In the future, more work can be done to attempt a better correlation model when graphing the WAR difference and “Favored Team” winning percentage. This could be done by increasing the number of ranges used by decreasing the WAR difference increments to a value less than one. Although 97 World Series have been played since the live-ball era began, only 96 of the data were usable and even fewer (60) could be used for the model used in this study to ensure the winning percentages for each range had averaged out to equilibrium. The main limitation with the current model is lack of sample size, which would only become more problematic if the range increments were decreased. Future work can also be done by increasing the scope and examining WAR difference between the World Series winner and the average team that made the playoffs that same year. It would be especially interesting to compare WAR values between eras of playoff expansion.

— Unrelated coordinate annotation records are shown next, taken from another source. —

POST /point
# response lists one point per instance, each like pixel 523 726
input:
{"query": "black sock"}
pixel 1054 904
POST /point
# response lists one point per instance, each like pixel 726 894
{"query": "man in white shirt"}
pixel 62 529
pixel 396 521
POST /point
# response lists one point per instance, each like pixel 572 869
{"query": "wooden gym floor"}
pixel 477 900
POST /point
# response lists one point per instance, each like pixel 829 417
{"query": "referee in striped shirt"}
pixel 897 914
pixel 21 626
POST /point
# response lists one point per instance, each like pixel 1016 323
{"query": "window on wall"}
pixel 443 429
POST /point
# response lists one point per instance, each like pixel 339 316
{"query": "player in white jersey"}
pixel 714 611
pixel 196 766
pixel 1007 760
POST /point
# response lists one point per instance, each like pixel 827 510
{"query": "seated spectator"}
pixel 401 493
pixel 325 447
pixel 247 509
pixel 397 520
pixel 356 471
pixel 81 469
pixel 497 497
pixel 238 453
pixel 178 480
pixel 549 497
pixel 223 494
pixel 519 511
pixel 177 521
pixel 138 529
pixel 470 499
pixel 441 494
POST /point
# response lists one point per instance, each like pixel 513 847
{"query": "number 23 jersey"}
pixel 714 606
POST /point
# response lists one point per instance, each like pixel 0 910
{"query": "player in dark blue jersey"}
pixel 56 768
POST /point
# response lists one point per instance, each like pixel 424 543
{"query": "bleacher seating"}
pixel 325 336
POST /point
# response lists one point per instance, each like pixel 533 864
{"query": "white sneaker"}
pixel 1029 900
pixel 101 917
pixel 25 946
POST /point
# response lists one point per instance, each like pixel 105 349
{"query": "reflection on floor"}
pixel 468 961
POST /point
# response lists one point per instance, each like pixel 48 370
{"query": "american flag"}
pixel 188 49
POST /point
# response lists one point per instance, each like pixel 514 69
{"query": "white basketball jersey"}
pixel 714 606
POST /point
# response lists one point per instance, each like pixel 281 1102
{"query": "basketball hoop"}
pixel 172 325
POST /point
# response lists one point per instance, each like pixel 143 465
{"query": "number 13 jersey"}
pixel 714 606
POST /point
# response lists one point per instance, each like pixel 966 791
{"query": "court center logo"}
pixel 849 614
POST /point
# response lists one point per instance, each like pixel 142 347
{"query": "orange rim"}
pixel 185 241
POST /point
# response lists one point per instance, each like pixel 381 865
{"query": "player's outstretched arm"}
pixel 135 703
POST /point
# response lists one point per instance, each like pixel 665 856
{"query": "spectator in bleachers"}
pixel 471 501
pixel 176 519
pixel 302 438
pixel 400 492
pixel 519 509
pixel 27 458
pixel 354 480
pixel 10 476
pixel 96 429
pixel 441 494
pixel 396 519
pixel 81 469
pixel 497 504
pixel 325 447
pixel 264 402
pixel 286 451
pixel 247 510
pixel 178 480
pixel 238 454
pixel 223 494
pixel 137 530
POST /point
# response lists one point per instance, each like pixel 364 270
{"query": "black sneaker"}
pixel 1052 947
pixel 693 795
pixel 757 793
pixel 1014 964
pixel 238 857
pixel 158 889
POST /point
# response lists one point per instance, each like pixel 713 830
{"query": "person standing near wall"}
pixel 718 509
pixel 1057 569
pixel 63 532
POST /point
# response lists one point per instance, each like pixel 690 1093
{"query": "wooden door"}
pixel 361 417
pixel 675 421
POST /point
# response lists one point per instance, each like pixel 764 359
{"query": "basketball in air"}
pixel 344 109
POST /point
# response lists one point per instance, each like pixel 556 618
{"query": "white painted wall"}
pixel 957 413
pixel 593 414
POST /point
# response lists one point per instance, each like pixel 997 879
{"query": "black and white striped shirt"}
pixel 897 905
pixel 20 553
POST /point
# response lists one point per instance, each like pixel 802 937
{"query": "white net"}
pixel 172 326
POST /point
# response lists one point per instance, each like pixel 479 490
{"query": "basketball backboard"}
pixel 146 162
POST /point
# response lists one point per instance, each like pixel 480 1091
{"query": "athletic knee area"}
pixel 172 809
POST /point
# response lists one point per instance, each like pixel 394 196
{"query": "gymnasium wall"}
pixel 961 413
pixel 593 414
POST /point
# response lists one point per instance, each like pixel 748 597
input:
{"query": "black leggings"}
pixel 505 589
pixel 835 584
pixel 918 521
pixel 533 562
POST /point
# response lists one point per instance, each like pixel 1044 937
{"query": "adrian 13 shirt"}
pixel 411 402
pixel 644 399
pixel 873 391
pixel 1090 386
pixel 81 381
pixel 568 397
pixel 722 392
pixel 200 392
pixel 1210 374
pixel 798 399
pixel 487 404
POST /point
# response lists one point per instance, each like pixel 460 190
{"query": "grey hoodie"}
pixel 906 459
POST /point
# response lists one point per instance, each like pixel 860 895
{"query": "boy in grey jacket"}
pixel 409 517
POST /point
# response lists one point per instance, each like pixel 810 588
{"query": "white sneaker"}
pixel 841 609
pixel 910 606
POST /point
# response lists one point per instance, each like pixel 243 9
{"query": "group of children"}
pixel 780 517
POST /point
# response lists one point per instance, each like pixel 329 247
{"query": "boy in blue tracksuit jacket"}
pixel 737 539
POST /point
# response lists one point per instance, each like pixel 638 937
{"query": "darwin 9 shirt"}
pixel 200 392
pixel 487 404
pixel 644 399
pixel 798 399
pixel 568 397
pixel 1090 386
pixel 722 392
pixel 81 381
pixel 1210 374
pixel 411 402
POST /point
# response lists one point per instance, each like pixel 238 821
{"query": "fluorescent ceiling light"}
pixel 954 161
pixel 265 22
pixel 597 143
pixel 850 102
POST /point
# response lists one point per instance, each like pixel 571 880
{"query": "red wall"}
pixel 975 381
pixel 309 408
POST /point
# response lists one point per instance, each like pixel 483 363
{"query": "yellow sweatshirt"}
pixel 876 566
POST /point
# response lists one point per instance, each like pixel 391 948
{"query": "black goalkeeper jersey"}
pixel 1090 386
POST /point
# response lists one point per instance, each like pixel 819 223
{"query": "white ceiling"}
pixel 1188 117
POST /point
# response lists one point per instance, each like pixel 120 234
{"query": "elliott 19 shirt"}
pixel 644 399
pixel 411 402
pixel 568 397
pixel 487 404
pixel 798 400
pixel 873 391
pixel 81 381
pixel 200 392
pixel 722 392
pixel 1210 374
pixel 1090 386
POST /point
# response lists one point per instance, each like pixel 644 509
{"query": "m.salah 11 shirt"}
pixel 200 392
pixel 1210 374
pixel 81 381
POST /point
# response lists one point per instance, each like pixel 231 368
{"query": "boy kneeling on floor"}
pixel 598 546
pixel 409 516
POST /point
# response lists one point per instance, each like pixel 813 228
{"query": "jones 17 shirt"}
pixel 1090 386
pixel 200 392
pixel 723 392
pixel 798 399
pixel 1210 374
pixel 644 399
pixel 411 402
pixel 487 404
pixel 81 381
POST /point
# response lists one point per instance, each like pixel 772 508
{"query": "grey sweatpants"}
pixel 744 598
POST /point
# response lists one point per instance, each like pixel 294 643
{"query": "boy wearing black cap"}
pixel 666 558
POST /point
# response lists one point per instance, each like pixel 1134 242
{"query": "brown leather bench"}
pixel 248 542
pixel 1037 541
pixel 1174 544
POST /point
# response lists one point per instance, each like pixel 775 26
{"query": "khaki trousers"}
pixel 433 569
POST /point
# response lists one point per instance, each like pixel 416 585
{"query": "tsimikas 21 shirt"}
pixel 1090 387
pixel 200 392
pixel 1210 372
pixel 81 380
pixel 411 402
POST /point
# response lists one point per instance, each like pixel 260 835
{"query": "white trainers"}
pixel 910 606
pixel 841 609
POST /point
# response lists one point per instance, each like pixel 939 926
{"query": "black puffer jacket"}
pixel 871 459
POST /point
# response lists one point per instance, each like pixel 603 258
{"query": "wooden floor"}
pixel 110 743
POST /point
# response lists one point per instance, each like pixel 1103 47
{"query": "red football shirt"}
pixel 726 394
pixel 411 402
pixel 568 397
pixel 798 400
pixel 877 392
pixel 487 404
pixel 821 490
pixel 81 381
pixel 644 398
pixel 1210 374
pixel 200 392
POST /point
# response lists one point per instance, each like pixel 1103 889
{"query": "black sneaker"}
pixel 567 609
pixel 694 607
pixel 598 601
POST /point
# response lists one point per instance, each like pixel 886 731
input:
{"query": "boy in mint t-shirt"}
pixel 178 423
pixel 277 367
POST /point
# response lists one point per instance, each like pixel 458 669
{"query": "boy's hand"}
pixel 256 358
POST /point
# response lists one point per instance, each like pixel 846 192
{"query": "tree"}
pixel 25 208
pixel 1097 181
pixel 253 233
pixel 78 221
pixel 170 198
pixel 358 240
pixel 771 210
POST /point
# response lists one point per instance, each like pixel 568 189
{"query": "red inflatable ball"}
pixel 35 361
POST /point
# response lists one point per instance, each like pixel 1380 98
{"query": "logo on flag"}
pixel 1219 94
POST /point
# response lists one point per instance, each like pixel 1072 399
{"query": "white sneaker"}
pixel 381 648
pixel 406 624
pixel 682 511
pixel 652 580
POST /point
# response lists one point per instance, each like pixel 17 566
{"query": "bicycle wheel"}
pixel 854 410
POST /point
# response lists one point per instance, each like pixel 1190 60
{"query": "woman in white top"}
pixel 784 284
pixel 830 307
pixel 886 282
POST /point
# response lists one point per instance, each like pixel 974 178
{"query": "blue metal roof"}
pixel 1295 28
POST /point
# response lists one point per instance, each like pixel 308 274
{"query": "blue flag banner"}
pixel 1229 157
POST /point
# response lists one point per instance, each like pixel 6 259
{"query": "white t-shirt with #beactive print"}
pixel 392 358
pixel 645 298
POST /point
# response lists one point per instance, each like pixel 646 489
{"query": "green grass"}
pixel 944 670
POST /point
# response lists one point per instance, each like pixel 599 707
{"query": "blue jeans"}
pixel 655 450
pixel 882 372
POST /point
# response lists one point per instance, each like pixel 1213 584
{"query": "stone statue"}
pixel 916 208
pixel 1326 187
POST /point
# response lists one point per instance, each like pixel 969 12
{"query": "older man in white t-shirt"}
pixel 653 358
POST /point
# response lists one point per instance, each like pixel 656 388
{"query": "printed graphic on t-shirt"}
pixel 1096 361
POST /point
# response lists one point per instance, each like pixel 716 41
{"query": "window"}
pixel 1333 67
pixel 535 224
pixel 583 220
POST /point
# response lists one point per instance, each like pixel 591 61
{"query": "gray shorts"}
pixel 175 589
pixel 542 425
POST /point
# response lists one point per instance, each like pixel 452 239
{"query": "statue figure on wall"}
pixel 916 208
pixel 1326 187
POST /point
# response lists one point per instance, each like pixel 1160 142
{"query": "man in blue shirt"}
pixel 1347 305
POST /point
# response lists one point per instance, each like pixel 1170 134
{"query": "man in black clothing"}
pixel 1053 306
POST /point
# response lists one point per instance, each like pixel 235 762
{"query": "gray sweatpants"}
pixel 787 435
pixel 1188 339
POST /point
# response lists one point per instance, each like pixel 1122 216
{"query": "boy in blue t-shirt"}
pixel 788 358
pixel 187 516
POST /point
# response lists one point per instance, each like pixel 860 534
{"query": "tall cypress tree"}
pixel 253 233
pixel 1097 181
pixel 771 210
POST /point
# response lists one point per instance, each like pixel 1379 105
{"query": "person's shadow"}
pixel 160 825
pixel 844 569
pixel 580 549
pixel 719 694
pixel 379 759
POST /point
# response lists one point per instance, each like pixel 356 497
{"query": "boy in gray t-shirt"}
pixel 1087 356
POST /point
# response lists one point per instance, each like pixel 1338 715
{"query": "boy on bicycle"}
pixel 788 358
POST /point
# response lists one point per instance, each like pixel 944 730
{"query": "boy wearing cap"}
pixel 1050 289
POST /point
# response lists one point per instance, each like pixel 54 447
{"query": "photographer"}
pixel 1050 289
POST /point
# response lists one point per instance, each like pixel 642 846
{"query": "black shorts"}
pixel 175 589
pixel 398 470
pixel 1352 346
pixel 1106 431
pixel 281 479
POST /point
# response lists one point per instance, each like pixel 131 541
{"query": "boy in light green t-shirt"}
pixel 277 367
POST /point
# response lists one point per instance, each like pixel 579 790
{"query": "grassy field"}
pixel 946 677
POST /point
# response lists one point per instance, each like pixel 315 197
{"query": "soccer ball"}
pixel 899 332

WAR can be used to describe the average team playing in the World Series, with the average winner having a team total WAR value of 47.0, or 13.7 above the 2017 MLB team average. Through historical analysis, WAR as a statistic and its values appear to be validated when comparing team total WAR values with actual winning percentage and general opinion. WAR values also don’t vary much between decades, with the 1950s being the exception. Although the WAR value analysis for each World Series shows that teams with a higher WAR value win about 57.3 percent of the time, there is no correlation between the WAR difference between teams and winning percentage, leaving postseason outcomes subject to intangible factors.
RYAN BORGEMENKE is a second-year medical student and holds a bachelor’s degree in chemical engineering. He is a lifelong Reds fan from Mason, Ohio and has been a SABR member since 2018. His interest in WAR goes back to 2013 when he first learned of sabermetrics.
The author used Baseball-Reference.com for all statistical values and World Series matchup information. WAR values are accurate as of July 1, 2018.